WELCOME to Pleasant Valley USA. Smell the freshly cut lawns and barbecue in the air. Kids on bikes, dads reading the paper out on the patio, and moms taking the Studebaker out to the hair salon…. everything’s just dandy.
Except for one thing: If Khrushchev wakes up on the wrong side of the bed, this entire suburb will be reduced to radioactive cinder. Mom, dad, the kids, even the poodle will all be disintegrated….. if they’re lucky.
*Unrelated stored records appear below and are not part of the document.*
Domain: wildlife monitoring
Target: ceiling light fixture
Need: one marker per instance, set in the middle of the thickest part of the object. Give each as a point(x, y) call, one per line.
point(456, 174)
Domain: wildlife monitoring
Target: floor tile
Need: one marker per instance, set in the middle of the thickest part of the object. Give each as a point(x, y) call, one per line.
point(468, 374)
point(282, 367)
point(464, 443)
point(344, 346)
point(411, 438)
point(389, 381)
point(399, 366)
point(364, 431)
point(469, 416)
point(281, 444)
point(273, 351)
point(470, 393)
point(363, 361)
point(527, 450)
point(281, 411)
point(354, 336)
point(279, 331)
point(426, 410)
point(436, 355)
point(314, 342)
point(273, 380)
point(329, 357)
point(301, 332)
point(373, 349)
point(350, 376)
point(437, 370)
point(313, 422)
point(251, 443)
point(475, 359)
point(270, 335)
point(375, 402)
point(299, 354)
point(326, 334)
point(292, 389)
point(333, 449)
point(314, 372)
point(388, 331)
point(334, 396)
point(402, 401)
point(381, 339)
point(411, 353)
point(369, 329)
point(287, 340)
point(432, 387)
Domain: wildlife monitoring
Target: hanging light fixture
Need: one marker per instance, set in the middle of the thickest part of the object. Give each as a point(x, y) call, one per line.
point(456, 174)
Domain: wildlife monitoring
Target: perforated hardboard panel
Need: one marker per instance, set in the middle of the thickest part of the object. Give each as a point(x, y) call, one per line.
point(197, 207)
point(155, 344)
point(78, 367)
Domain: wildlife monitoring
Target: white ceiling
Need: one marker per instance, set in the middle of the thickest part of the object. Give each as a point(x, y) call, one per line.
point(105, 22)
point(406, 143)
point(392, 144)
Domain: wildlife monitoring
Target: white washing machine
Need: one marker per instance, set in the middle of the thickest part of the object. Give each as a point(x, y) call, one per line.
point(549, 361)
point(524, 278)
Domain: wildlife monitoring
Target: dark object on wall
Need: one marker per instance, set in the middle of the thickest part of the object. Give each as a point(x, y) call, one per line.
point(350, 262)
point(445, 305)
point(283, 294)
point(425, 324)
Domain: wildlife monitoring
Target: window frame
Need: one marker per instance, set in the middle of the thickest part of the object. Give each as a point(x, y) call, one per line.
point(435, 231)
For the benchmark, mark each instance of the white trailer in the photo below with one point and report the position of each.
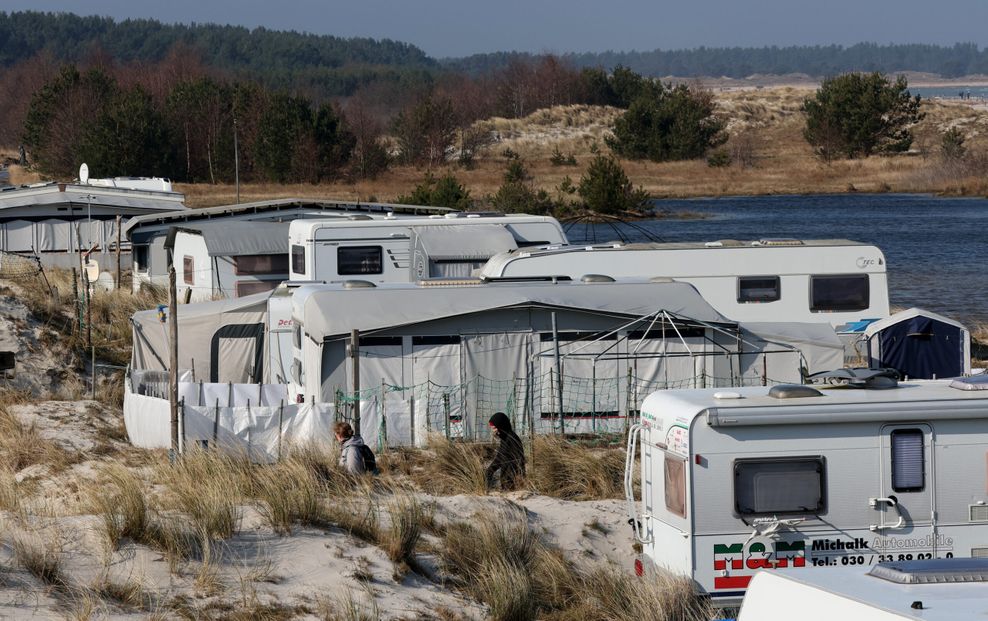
(393, 250)
(931, 590)
(833, 281)
(794, 477)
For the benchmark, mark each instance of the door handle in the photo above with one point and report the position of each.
(892, 502)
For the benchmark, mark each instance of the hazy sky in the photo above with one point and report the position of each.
(462, 27)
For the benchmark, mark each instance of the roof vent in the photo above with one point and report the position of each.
(793, 391)
(596, 278)
(975, 382)
(934, 571)
(358, 284)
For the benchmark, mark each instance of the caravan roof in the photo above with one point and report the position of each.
(740, 407)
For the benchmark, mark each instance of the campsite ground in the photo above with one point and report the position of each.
(94, 528)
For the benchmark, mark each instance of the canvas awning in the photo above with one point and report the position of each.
(333, 310)
(477, 242)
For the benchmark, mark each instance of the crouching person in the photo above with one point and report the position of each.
(509, 461)
(355, 456)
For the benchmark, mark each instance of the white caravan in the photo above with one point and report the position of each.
(928, 590)
(737, 480)
(393, 250)
(816, 281)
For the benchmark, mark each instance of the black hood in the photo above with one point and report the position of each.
(501, 423)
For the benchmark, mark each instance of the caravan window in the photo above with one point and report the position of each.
(675, 484)
(839, 293)
(298, 259)
(260, 264)
(779, 486)
(355, 260)
(758, 289)
(188, 270)
(908, 461)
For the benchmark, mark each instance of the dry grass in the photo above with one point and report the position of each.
(208, 488)
(769, 120)
(289, 494)
(23, 445)
(576, 472)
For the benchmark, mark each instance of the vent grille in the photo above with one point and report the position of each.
(978, 513)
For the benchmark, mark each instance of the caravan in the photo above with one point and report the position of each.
(733, 481)
(814, 281)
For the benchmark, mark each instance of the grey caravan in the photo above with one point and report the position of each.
(734, 481)
(390, 250)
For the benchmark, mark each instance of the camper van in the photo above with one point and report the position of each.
(453, 245)
(834, 281)
(738, 480)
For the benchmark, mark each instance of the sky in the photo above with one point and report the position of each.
(451, 28)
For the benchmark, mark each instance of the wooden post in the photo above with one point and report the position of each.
(119, 283)
(173, 358)
(355, 357)
(559, 375)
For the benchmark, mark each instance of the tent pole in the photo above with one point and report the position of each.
(355, 357)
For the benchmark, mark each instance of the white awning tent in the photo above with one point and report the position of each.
(221, 341)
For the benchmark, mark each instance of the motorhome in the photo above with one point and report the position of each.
(733, 481)
(391, 250)
(835, 281)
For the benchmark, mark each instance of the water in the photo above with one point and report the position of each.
(933, 245)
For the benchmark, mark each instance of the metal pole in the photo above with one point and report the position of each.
(173, 358)
(355, 357)
(236, 158)
(119, 220)
(559, 374)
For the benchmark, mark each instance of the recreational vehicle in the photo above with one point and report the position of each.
(391, 250)
(733, 481)
(148, 234)
(921, 590)
(833, 281)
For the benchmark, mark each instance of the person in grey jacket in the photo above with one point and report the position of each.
(352, 449)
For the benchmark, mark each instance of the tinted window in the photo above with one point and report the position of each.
(298, 259)
(770, 486)
(908, 461)
(758, 289)
(251, 264)
(359, 260)
(675, 484)
(839, 293)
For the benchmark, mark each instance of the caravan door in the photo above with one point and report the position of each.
(905, 523)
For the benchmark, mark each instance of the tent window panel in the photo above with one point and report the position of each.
(908, 460)
(298, 259)
(755, 289)
(675, 485)
(250, 287)
(839, 293)
(355, 260)
(188, 270)
(260, 264)
(779, 486)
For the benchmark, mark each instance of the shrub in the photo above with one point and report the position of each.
(856, 114)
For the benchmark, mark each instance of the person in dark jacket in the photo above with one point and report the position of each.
(509, 461)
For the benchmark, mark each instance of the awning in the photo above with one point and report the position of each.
(465, 242)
If they’re not lucky, they’ll end up wandering the ravaged earth covered in festering tumors praying for death.
How about purchasing a fallout shelter and all the delightful fixings? While your neighbors are obliterated into vapor, you can be relaxing in the comfort of your own home! Buy it today….. because there may not be a tomorrow!
These late 1950s catalog pages from the General Merchandise Company offer salvation from the dreaded A-Bomb. According GMC, “97% can survive” if you prepare accordingly – just send them your money or use their new “Credit Command Plus” payment plan. You might as well, as money will be utterly worthless after the attack – we’ll be probably return to the bartering system. So, make sure you keep your daughter safe – she’ll be worth a lot in the post-apocalyptic world.
I especially love the frightening silhouette at the top of the page. Dad suffers the full effect of the blast as mom reaches for her child who would seem to be saying, “Sorry, Mom, Dad, but I’m getting the hell out of here!”
The Coleman gasoline stove will work great for flame broil burgers while the surface of the earth is also aflame. The lack of ventilation in your fallout shelter will also ensure that you have a nice long after-dinner nap – courtesy carbon monoxide.
What’s truly frightening is that the same basic survival merchandise is being peddled to this very day (most notably by the semi-insane Glenn Beck). In other words, sixty years have passed and Americans are no less afraid of an impending Armageddon. I suppose it doesn’t hurt to be prepared, but I’m inclined to think that the world that awaits after a nuclear holocaust wouldn’t be a very friendly place…. The ones without the fallout shelters and “convenient double decker folding cots” might be the lucky ones.